Chair for Roca jewelry.
Chair for Roca jewelry.Jose Luis Municio Garcia

Chair for the Roca jewelry store by Josep Lluís Sert, produced by MIDVA

Josep Lluís Sert, the most famous, relevant and internationally recognized architect of the 1930s, created this chair for the Roca jewelry store in Barcelona, ​​whose interior design also bears his signature. The historical importance of Sert’s architecture, added to the scarcity of furniture created by him, gives relevance to this chair that belongs to the collection of the National Art Museum of Catalonia. “It is one of the icons that are in the design canon of the 1930s in Spain and is possibly one of the two or three most published and widespread pieces of Spanish design” explain Pedro Feduchi and Pedro Reula. “Stylistically it is light and exemplifies pure rationalism very well, since the only ornament it has is the leg that breaks when it meets the back. This small angle constitutes a stylistic and constructive resource typical of GATCPAC, the Group of Catalan Architects and Technicians for the Progress of Contemporary Architecture, an architectural movement that emerged in 1930 led by Sert and which sought to modernize the architectural panorama”, they point out.

GATCPAC chair.
GATCPAC chair.Jose Luis Municio Garcia

GATCPAC chair, produced by MIDVA

It is an anonymous piece, but it was most likely designed by GATCPAC members Josep Clavé, Josep Lluís Sert and Germán Rodríguez Arias.
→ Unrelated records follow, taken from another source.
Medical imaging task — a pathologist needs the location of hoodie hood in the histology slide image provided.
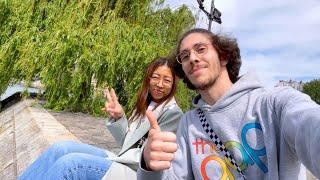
[192,72,263,112]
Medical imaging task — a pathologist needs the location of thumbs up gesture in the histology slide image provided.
[101,88,124,119]
[143,110,177,171]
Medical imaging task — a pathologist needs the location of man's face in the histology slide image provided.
[179,33,221,90]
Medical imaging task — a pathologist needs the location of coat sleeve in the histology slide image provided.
[158,106,183,132]
[137,112,194,180]
[106,116,128,146]
[273,88,320,178]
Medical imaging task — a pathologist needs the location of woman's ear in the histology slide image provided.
[220,55,228,66]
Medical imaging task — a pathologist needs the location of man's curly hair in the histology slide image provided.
[171,28,241,90]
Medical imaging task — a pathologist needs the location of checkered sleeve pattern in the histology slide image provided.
[198,109,246,179]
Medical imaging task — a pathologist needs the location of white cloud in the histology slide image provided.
[166,0,320,87]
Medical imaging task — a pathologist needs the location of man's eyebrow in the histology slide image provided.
[180,42,206,52]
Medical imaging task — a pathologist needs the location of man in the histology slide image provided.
[138,29,320,180]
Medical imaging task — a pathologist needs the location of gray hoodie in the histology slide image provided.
[138,74,320,180]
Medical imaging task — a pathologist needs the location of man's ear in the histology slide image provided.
[220,55,228,66]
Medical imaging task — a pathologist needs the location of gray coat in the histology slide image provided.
[103,98,183,180]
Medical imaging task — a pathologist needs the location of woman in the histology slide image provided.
[19,58,182,180]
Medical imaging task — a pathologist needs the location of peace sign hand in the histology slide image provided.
[101,88,124,119]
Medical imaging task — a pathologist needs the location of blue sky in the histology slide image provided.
[165,0,320,87]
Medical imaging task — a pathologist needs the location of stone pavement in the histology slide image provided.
[0,100,119,180]
[48,110,120,153]
[0,100,316,180]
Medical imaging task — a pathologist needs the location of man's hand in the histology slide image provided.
[143,110,177,171]
[101,88,124,119]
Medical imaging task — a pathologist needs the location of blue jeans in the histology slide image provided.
[18,141,112,180]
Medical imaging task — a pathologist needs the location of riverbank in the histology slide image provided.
[0,99,119,180]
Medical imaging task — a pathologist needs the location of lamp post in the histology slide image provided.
[197,0,222,31]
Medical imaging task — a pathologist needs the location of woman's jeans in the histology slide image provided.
[18,141,112,180]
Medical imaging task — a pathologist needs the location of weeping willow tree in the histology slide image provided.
[0,0,195,114]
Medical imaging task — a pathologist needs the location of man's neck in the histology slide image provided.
[199,71,233,105]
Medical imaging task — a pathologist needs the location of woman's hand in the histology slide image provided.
[101,88,124,119]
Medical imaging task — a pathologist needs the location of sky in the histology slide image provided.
[165,0,320,87]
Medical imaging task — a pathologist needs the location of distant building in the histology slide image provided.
[275,79,304,91]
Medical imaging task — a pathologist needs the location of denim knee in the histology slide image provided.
[54,153,106,175]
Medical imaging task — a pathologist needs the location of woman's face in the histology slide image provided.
[149,65,173,103]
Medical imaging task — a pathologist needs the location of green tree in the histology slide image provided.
[0,0,195,114]
[303,79,320,104]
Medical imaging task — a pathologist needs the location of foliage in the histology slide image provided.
[303,79,320,104]
[0,0,195,114]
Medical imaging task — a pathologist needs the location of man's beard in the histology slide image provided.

It was produced in 1936 by a company called MIDVA and was used to furnish the Spanish pavilion at the 1937 Paris International Exposition. It represents a return to popular Spanish furniture, a transition from the cold and technological stage of the curved tube to return to furniture archetypal and popular Mediterranean. His closest reference is the Mallorcan armchairs interpreted by rationalist architects.

GATCPAC desk.
GATCPAC desk.Jose Luis Municio Garcia

GATCPAC desk, produced by the company Viuda de José Rivas

Desk manufactured by the company Viuda de José Rivas, one of the companies that provided the steel furniture to the GATCPAC. Very few copies of that collaboration are preserved, and this is one of them. That is why it is especially valuable.